The story of her bravery is incredible.  She ran messages for the Resistance and, at one point, her family hid a British soldier and helped him escape.  However, it is a story she preferred to keep private.  It seems that is commonplace for those who witnessed the atrocities of that period.  As a little girl, my best friend’s father had been a prisoner at Colditz.  He, too, would never talk about it …  A world away from the iconic film star Audrey Hepburn became, no matter, those years were ingrained and her enduring hope for good – her ability to believe – surely, her strength.
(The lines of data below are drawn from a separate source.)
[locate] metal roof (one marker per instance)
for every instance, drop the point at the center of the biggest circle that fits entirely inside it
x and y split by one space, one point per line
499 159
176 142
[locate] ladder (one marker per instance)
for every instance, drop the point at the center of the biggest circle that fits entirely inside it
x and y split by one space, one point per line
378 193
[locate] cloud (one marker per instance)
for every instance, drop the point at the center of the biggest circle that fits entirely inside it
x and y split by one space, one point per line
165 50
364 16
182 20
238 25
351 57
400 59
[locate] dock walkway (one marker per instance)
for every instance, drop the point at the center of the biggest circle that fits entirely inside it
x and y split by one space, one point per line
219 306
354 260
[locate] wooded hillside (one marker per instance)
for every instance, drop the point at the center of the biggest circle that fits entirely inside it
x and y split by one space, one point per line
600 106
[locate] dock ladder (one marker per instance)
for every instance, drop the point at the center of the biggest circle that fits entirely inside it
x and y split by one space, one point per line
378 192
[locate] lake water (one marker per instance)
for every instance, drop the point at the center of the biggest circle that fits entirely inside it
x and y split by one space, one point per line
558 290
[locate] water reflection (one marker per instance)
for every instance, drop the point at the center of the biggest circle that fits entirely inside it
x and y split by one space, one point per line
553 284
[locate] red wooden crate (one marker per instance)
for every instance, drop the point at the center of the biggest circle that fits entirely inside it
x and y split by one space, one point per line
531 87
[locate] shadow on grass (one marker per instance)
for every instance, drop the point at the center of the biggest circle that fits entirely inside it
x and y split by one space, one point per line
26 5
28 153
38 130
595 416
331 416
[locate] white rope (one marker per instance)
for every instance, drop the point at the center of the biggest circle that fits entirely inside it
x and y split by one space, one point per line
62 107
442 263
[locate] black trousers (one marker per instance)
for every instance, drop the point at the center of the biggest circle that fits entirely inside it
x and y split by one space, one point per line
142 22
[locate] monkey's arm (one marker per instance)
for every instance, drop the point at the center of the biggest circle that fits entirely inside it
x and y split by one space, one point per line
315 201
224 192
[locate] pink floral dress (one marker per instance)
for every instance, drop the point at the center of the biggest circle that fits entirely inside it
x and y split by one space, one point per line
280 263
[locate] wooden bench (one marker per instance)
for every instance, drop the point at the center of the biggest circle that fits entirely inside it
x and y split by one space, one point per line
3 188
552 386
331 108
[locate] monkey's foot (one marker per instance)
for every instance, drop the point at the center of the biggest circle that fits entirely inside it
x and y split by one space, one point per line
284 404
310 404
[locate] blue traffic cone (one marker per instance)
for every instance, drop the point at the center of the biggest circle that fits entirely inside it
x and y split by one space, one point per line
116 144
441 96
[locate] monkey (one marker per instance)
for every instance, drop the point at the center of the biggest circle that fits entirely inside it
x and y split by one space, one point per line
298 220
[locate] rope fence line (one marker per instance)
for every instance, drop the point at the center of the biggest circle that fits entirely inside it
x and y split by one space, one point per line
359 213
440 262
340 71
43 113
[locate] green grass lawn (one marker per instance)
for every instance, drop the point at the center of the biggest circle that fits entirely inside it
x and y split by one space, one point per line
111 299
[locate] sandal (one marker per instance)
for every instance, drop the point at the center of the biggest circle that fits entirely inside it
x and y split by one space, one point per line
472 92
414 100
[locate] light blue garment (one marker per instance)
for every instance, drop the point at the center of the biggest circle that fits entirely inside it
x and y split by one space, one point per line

I believe in miracles.’  Heaven help me, someone has to!  Moreover, I am increasingly grateful that none of us knows what tomorrow will bring.  That was my reason for the Audrey tangent, I was looking for a quote of that very nature.  For the news is just horrific.  It goes from bad to worse with, seemingly, no reprieve.  Scribbled beside me are the names Elvis, Judith Durham and Olivia Newton-John …  My plan was to write about the current, acclaimed Baz Luhrmann film, Elvis, which we went to see a week ago.  My advice?  Unless visiting from another planet – or one of the many lucky/shallow celebs pictured cruising the Med on their private yachts – avoid!  There can be few Joe Bloggs (no apologies to Josephines) living in this godforsaken country, as of now, sufficiently buoyed to cope with an evening of self-inflicted doom and gloom.  As if things aren’t bad enough, who would pay to be depressed?  Honestly, the VIP seats – far from uninvited human contact – and complimentary glass of wine were no match for a big screen depicting Elvis’ tragic life at the mercy of Colonel Tom Parker!  For he – aka Tom Hanks in an incredible fat suit (I hope) – was the narrator, Elvis’ story told through his eyes …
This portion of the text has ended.